Besonders Kommunen nehmen die Förderung ihrer Ladesäulen in Anspruch. Aber auch in der Privatwirtschaft ist die finanzielle Unterstützung des Bundesministeriums für Verkehr und digitale Infrastruktur beliebt. Ein Großteil der Unternehmen, die sich die Ladeinfrastruktur fördern lassen, verfügt von vornherein über öffentlichen Raum auf firmeneigenem Gelände. Dazu gehören zum Beispiel Hotels und Einkaufszentren. Zusätzlich dazu nehmen auch immer mehr Supermärkte die Förderung in Anspruch. Für Eventlocations werden Ladepunkte für Elektroautos ebenfalls zunehmend interessant. Häufig kommt der Impuls für die entsprechende Ladeinfrastruktur von Kunden der Unternehmen. Auch wenn der Bedarf somit nicht primär vom Unternehmen ausgeht, lassen sich Ladesäulen in diesen Fällen als Imagefaktor einsetzen.

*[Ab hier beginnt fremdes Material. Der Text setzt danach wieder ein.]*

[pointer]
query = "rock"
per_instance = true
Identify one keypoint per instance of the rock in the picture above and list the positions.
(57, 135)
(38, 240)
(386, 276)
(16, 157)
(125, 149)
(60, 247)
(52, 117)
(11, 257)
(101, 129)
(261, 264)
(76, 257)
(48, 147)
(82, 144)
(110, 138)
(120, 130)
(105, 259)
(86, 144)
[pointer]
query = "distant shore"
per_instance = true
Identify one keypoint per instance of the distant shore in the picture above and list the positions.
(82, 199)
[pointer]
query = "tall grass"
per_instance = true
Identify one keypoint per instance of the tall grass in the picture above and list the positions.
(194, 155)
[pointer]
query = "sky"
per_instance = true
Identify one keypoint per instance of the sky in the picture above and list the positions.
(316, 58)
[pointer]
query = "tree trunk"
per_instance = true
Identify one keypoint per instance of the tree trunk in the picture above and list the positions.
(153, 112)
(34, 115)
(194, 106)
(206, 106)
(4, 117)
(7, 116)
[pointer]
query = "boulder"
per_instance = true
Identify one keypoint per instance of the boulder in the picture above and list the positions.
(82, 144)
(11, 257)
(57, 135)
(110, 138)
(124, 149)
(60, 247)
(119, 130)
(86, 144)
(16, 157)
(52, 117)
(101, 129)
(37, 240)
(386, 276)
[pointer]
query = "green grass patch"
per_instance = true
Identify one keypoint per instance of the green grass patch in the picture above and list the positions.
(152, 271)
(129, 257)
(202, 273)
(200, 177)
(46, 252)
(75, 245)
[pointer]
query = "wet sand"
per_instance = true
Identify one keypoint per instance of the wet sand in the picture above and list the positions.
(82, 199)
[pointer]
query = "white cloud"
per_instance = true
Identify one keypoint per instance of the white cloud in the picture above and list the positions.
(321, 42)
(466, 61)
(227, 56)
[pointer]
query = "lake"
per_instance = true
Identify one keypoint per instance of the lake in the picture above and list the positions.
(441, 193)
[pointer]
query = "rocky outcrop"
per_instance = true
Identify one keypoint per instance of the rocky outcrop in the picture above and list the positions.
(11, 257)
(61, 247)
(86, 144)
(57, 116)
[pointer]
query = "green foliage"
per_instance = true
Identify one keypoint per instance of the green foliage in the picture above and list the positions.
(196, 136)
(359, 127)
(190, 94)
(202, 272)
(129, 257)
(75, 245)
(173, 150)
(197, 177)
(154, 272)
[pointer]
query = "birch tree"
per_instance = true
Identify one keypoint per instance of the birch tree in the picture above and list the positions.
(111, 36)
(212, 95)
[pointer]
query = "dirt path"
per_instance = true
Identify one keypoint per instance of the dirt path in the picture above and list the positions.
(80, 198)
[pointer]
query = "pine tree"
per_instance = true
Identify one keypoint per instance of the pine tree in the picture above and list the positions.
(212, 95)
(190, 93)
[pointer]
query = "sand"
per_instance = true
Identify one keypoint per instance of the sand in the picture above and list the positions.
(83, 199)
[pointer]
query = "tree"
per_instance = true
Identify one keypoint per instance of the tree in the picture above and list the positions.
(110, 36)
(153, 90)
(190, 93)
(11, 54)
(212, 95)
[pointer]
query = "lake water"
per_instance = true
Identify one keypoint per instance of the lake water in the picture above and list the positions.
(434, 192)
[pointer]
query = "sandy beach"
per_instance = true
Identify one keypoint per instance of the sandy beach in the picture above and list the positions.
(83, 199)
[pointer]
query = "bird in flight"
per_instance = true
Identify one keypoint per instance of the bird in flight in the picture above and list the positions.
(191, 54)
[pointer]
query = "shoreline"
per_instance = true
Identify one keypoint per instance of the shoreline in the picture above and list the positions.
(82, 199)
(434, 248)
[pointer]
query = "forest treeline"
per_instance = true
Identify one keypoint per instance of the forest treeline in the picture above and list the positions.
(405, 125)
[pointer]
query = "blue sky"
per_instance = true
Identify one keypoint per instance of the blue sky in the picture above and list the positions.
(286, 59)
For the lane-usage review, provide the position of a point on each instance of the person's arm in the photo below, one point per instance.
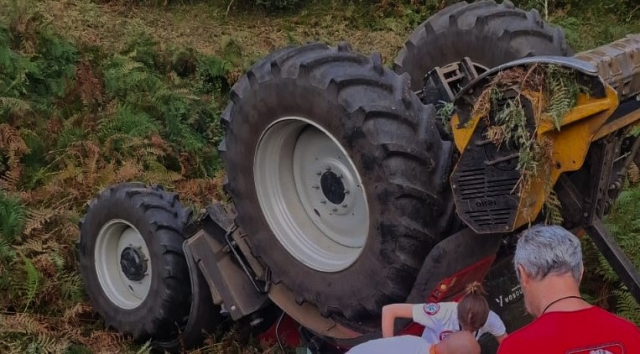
(501, 338)
(389, 315)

Wie stellt man am besten einen Antrag auf Förderung?

Wenn Sie einen Antrag auf Förderung Ihrer Ladesäuleninfrastruktur stellen möchten, haben Sie zwei Möglichkeiten. Sie können sich direkt beim Bundesministerium für Verkehr und digitale Infrastruktur informieren und eine Förderung beantragen.

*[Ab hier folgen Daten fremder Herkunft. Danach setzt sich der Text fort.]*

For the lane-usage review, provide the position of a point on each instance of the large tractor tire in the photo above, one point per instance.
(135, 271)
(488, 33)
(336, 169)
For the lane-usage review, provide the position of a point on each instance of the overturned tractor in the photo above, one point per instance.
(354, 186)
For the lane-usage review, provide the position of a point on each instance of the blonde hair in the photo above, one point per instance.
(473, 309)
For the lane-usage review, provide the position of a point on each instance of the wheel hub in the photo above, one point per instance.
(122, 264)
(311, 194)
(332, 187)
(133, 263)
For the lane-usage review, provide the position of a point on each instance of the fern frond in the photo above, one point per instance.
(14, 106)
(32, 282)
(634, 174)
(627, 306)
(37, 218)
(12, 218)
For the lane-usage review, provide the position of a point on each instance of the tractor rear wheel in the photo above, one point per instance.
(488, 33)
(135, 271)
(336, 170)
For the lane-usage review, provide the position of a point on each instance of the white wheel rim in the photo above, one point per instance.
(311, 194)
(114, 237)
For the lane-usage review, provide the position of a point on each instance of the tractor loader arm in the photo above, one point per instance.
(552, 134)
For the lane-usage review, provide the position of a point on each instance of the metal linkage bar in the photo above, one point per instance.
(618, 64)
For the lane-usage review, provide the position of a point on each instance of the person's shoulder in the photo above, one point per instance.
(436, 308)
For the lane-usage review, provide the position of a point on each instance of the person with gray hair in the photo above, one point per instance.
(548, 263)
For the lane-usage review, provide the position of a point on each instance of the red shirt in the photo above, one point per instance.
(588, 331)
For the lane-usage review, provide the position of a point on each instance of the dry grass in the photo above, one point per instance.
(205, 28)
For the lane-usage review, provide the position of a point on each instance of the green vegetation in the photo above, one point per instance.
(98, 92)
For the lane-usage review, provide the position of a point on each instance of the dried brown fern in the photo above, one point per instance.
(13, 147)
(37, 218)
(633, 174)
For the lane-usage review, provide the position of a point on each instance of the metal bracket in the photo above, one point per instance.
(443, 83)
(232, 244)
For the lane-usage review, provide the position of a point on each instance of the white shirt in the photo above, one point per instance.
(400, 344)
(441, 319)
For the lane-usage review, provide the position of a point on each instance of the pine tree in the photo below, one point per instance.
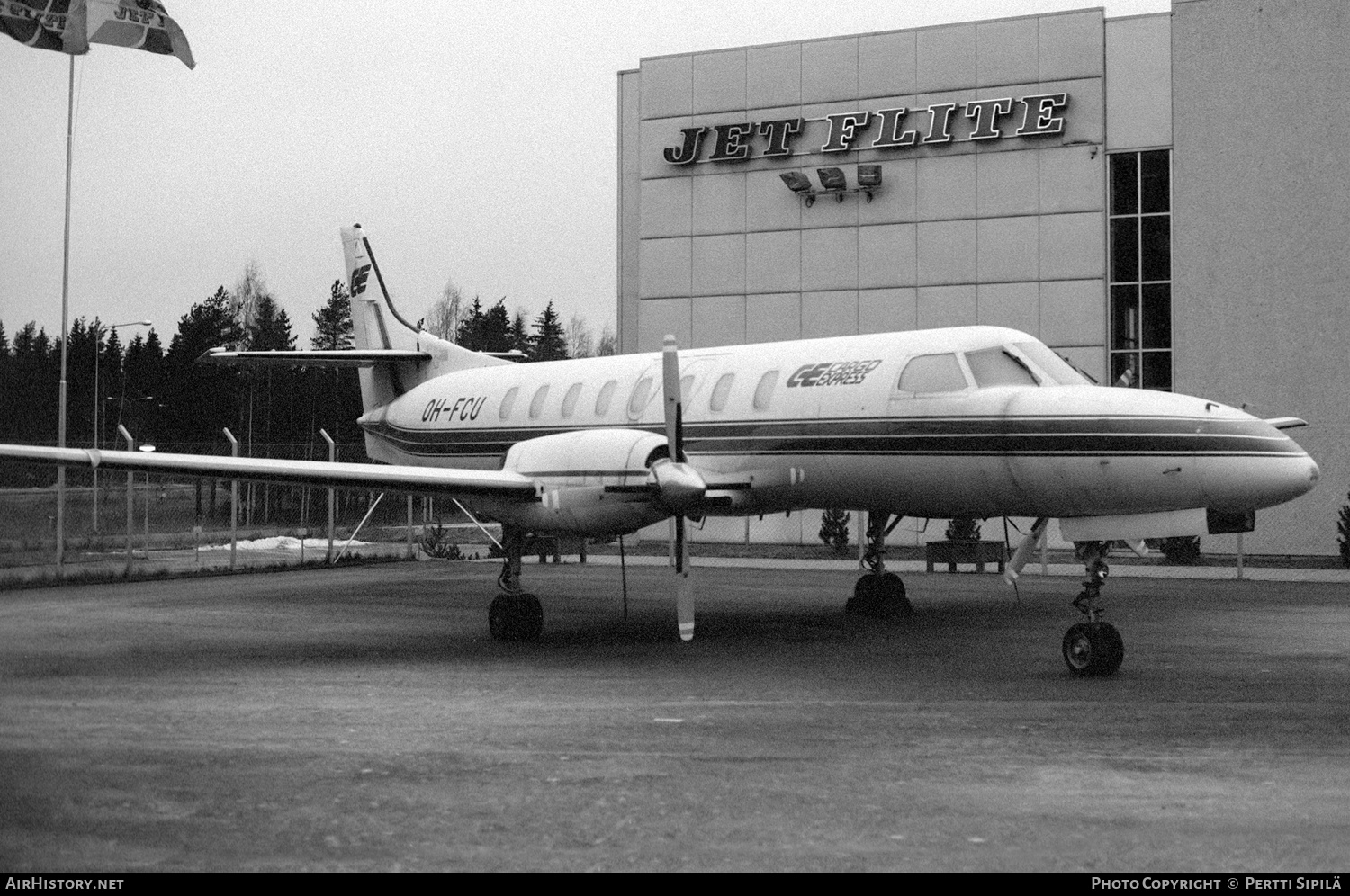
(497, 328)
(550, 339)
(1344, 528)
(332, 321)
(470, 334)
(518, 334)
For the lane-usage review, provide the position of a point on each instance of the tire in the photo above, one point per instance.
(1093, 650)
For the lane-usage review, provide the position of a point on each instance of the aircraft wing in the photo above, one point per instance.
(339, 358)
(423, 479)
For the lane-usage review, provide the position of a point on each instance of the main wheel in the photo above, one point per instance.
(1093, 650)
(879, 596)
(516, 617)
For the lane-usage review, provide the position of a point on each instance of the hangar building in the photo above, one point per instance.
(1158, 197)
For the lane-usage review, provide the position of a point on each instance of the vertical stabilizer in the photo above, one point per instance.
(370, 327)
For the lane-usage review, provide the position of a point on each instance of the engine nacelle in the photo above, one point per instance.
(594, 482)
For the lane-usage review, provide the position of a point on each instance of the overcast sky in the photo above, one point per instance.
(474, 140)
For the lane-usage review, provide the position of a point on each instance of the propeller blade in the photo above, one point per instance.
(674, 401)
(678, 485)
(1023, 550)
(685, 583)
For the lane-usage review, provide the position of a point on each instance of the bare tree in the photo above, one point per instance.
(250, 288)
(608, 342)
(445, 318)
(580, 342)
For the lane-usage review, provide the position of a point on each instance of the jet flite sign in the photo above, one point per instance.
(894, 129)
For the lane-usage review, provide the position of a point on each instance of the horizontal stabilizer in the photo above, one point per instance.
(421, 479)
(338, 358)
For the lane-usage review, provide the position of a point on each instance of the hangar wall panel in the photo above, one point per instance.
(958, 216)
(1260, 264)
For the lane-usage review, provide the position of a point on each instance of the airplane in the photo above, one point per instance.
(967, 421)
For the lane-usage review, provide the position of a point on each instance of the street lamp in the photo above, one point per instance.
(97, 337)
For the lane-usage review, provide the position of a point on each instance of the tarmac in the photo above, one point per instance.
(364, 720)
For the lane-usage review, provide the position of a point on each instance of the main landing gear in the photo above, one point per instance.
(515, 614)
(1093, 648)
(879, 594)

Bei der zweiten Möglichkeit unterstützen DREWAG und ENSO Sie. Dabei übernehmen sie die Antragsstellung, die Installation, die Wartung und den Betrieb. Sie müssen sich nach erfolgreicher Antragsstellung um nichts kümmern und tragen lediglich den nichtgeförderten Anteil der Investitionskosten! Zukünftig können Sie sich über ein Onlinetool informieren und registrieren. Danach werden alle nötigen Details wie die technischen Rahmenbedingungen der geplanten Ladepunkte und Ihres Unternehmensstandortes geklärt. Gern besichtigt ein Techniker die Gegebenheiten vor Ort. Im Anschluss daran wird ein Angebot erstellt und Sie schließen mit DREWAG und ENSO einen Dienstleistungsrahmenvertrag ab. Danach kümmern sich die Energiedienstleister um die Antragsstellung beim Bundesministerium.

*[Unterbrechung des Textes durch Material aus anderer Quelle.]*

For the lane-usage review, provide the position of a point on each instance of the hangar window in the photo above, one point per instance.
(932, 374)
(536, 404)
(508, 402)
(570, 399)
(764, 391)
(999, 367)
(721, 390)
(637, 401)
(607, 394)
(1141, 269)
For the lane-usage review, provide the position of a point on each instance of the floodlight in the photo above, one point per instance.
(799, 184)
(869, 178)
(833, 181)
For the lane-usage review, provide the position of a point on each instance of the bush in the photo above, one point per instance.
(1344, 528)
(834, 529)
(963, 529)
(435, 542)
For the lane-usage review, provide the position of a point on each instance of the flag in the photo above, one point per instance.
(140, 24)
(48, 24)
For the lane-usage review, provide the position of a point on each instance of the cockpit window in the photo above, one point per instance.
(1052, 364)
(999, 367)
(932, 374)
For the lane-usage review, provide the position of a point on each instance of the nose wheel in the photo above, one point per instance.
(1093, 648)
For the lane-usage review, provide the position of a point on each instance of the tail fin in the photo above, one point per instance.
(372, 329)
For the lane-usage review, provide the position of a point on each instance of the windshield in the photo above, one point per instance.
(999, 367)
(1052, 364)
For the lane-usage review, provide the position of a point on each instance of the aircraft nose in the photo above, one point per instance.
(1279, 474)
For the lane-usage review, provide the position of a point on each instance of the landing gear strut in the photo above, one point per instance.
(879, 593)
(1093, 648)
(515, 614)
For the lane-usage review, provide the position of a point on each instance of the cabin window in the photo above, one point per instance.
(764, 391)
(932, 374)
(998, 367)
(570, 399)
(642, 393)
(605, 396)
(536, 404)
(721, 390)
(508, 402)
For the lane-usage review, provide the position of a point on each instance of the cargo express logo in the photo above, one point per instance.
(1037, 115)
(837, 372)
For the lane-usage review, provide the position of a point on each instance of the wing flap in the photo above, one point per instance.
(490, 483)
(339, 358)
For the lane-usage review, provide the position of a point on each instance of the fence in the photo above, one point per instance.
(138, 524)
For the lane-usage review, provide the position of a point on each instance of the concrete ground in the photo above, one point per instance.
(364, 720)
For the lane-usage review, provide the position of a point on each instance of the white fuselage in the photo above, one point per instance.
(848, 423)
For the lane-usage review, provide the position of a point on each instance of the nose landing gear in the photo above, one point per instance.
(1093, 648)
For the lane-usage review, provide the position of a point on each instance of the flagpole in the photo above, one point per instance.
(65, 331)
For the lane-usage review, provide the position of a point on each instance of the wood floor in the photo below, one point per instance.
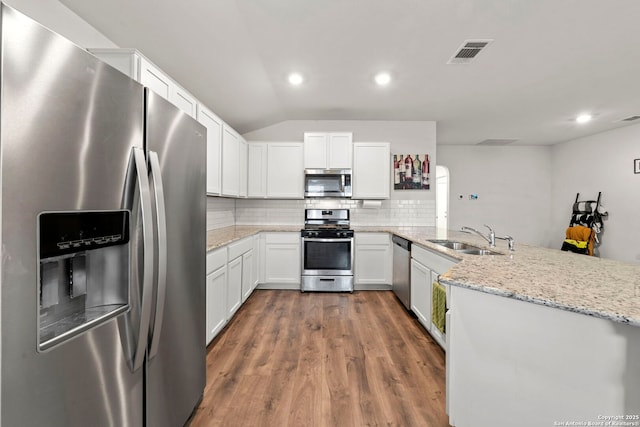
(323, 359)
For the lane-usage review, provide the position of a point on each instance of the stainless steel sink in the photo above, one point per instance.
(478, 251)
(456, 246)
(464, 248)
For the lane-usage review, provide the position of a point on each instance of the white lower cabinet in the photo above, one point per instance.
(281, 264)
(229, 284)
(426, 266)
(373, 261)
(247, 274)
(216, 316)
(257, 254)
(234, 290)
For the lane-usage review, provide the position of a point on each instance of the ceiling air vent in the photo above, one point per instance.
(468, 51)
(496, 142)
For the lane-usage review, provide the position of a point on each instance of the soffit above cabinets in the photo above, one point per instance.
(548, 61)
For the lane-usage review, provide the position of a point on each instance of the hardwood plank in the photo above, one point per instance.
(323, 359)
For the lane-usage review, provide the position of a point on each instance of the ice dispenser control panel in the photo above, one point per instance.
(64, 233)
(84, 272)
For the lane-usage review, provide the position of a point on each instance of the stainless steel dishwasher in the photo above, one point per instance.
(402, 270)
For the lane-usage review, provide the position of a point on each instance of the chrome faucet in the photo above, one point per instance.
(491, 237)
(508, 239)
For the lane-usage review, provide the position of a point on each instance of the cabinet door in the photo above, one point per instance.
(373, 261)
(282, 264)
(257, 253)
(230, 162)
(247, 275)
(183, 100)
(234, 286)
(154, 79)
(242, 169)
(285, 171)
(216, 302)
(257, 170)
(421, 293)
(371, 170)
(214, 148)
(282, 258)
(339, 150)
(315, 150)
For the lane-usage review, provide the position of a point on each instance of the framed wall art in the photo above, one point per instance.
(411, 172)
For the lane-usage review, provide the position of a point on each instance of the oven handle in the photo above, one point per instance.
(330, 240)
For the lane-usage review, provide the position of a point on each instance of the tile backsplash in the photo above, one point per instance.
(223, 212)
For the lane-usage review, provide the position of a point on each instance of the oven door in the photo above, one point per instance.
(327, 257)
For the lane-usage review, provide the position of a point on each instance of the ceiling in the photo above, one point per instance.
(550, 60)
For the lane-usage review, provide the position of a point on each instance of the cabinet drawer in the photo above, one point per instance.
(282, 238)
(363, 238)
(434, 261)
(238, 248)
(216, 259)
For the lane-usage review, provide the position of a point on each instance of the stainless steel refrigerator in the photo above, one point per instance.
(102, 230)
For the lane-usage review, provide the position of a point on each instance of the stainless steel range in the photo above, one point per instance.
(327, 251)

Wie hoch sind die Chancen auf Förderung und wie geht es nach der Antragsstellung weiter?

In den letzten Förderrunden waren die Chancen auf Bewilligung sehr gut. Pro definierter Flächeneinheit bzw. Kachel wird eine bestimmte Anzahl an Ladesäulen gefördert. Gehen mehr Anträge beim Bundesministerium ein, entscheidet die Wirtschaftlichkeitskomponente darüber, wer den Zuschlag bekommt. Danach rechnet man im Allgemeinen mit einer Bearbeitungszeit von durchschnittlich 6 Monaten. Erfolgt die Bewilligung der Förderung, bleiben Ihnen dann 12 Monate, um die Mittel abzurufen.

DREWAG und ENSO unterstützen Sie bei Ihrem Antrag auf Förderung

Förderanträge können zeitaufwendig und kompliziert sein. Daher unterstützen die Energiedienstleister DREWAG und ENSO Sie gern bei der Vorbereitung und Stellung eines Antrags auf Förderung Ihrer Ladeinfrastruktur im öffentlichen Raum. Gemeinsam planen werden die Ladepunkte geplant, die nötigen Rahmenbedingungen geklärt und dann Betrieb und Wartung der Infrastruktur übernommen. Weiterhin werden die Abrechnung gegenüber dem Fördermittelgeber durchgeführt und die Berichtspflicht übernommen. Der Fördermittelgeber wünscht die Meldung der Inbetriebnahme sowie die Übermittlung von Halbjahresberichten während der sechsjährigen Mindestbetriebsdauer. Diese umfassen z.B. die Nutzung der jeweiligen geförderten Ladestation.